Would it be possible to try the latest release candidate 0.15.0-incubating-rc2?

Hi Himanshu,

This certainly does sound like a bug, and on the surface a very similar issue to https://github.com/apache/incubator-druid/issues/7607 that Alexander Saydakov linked in this thread, which we believe was fixed by https://github.com/apache/incubator-druid/pull/7619 and went out in 0.14.2. However, there was another fix, https://github.com/apache/incubator-druid/pull/7666, which did not make it into 0.14.2 (or even 0.15.0 because it was merged after the branch was cut) which might be relevant. It might be worth trying to update to the datasketches jar in the extension folder to 0.13.4+ to see if that solves your issues, all you should have to do is replace the version that shipped with 0.14.2 and give that a try. I suspect the version you use with Spark would need to match - I’m not certain on this, but would be nice to keep moving parts to a minimum.

If that doesn’t work, would you be willing to help us produce a set of data that triggers the issue to expedite fixing it as quick as possible?
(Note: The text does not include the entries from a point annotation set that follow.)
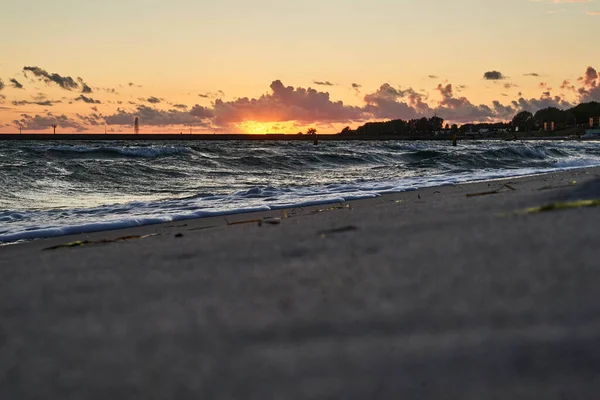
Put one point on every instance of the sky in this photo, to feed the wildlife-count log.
(260, 66)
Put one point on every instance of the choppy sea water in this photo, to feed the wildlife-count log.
(52, 189)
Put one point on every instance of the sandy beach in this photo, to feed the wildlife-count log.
(455, 292)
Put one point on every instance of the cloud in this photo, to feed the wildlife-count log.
(65, 82)
(285, 103)
(392, 103)
(16, 84)
(93, 119)
(567, 85)
(323, 83)
(43, 122)
(87, 100)
(493, 76)
(460, 109)
(197, 116)
(39, 101)
(84, 87)
(153, 100)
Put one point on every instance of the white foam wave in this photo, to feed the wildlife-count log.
(129, 151)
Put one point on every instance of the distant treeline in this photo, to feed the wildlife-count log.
(525, 121)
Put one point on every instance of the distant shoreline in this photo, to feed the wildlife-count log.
(226, 137)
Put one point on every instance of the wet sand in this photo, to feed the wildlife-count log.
(430, 294)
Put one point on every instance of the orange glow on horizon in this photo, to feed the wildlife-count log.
(263, 128)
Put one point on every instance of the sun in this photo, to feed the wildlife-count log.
(263, 128)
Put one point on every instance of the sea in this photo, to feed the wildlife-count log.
(50, 189)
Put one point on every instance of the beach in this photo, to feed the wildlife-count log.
(460, 292)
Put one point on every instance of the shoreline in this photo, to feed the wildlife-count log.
(471, 287)
(274, 211)
(265, 137)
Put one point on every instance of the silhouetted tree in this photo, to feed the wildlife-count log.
(521, 120)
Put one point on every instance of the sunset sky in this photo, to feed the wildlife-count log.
(263, 66)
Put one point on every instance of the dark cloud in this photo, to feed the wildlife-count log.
(93, 119)
(197, 116)
(590, 89)
(460, 109)
(43, 122)
(545, 101)
(285, 103)
(567, 85)
(323, 83)
(16, 84)
(86, 89)
(493, 76)
(392, 103)
(87, 100)
(65, 82)
(445, 91)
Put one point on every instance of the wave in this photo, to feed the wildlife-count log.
(128, 151)
(69, 188)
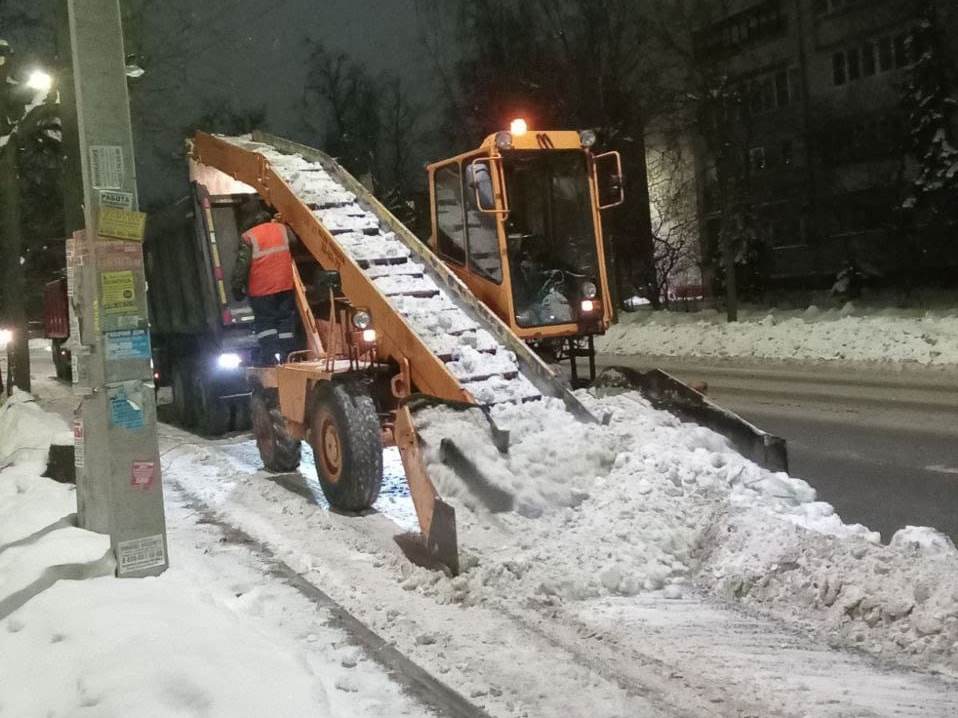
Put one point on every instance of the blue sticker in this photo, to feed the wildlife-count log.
(128, 344)
(124, 413)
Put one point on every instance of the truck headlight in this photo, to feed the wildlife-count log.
(229, 361)
(362, 320)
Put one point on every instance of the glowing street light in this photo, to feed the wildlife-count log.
(40, 81)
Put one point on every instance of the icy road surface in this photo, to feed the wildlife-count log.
(550, 616)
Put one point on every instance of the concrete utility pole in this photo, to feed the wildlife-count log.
(119, 491)
(18, 352)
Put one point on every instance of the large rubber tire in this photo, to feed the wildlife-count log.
(345, 434)
(212, 413)
(278, 450)
(182, 405)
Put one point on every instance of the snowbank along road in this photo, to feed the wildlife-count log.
(879, 445)
(883, 337)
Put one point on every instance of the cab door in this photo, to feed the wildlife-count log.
(467, 239)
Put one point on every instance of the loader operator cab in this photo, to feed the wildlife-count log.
(519, 221)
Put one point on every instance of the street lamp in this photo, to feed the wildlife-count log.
(40, 81)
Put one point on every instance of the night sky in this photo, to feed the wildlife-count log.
(247, 53)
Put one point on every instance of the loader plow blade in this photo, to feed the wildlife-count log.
(437, 519)
(666, 392)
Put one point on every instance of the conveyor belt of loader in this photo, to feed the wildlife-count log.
(427, 320)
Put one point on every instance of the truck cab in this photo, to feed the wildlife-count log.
(202, 337)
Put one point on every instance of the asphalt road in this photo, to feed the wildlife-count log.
(880, 446)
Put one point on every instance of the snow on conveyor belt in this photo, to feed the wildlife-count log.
(482, 365)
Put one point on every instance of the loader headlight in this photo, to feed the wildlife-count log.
(229, 361)
(362, 320)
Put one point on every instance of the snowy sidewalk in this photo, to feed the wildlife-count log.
(216, 635)
(888, 336)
Maybe something along the lines that the reporter of did in issue 7607, described in this comment https://github.com/apache/incubator-druid/issues/7607#issuecomment-490337462?

Thanks,

Clint

Hi Clint,

Here is how you can reproduce this issue.

Below is the java code to generate sample data.

package com.abc;

import java.io.BufferedWriter;
import java.io.File;
import java.io.FileWriter;

public class TestDataGenerator {

public static void main(String[] args) {
    try{
        BufferedWriter bw = new BufferedWriter(new FileWriter(new File("/tmp/testData")));
        for(int i = 0; i<1000000; i++){
            bw.write("123\t"+i+"\n");
            bw.write("1234\t"+i+"\n");
        }
        bw.close();
    } catch(Exception e){
        e.printStackTrace();
    }
}

}

Below are the two classes which I used to compute theta sketch in Spark :

ThetaSketchJavaSerializable.java

package com.abc;

import java.io.IOException;
import java.io.ObjectInputStream;
import java.io.ObjectOutputStream;
import java.io.Serializable;

import com.yahoo.memory.Memory;
import com.yahoo.sketches.theta.CompactSketch;
import com.yahoo.sketches.theta.Sketch;
import com.yahoo.sketches.theta.Sketches;
import com.yahoo.sketches.theta.UpdateSketch;

public class ThetaSketchJavaSerializable implements Serializable {

  /**

Hi Clint,

If I have to update the sketche-core jar to 0.13.4+, which all jars I will have to update in druid 0.14.2-incubating extensions/druid-datasketches folder.

These are the following jars present in druid-datasketches extension folder :

commons-math3-3.6.1.jar

druid-datasketches-0.14.2-incubating.jar

memory-0.12.2.jar

sketches-core-0.13.3.jar

slf4j-api-1.6.4.jar

Just updating the sketches-core jar will do or do I need to do anything extra.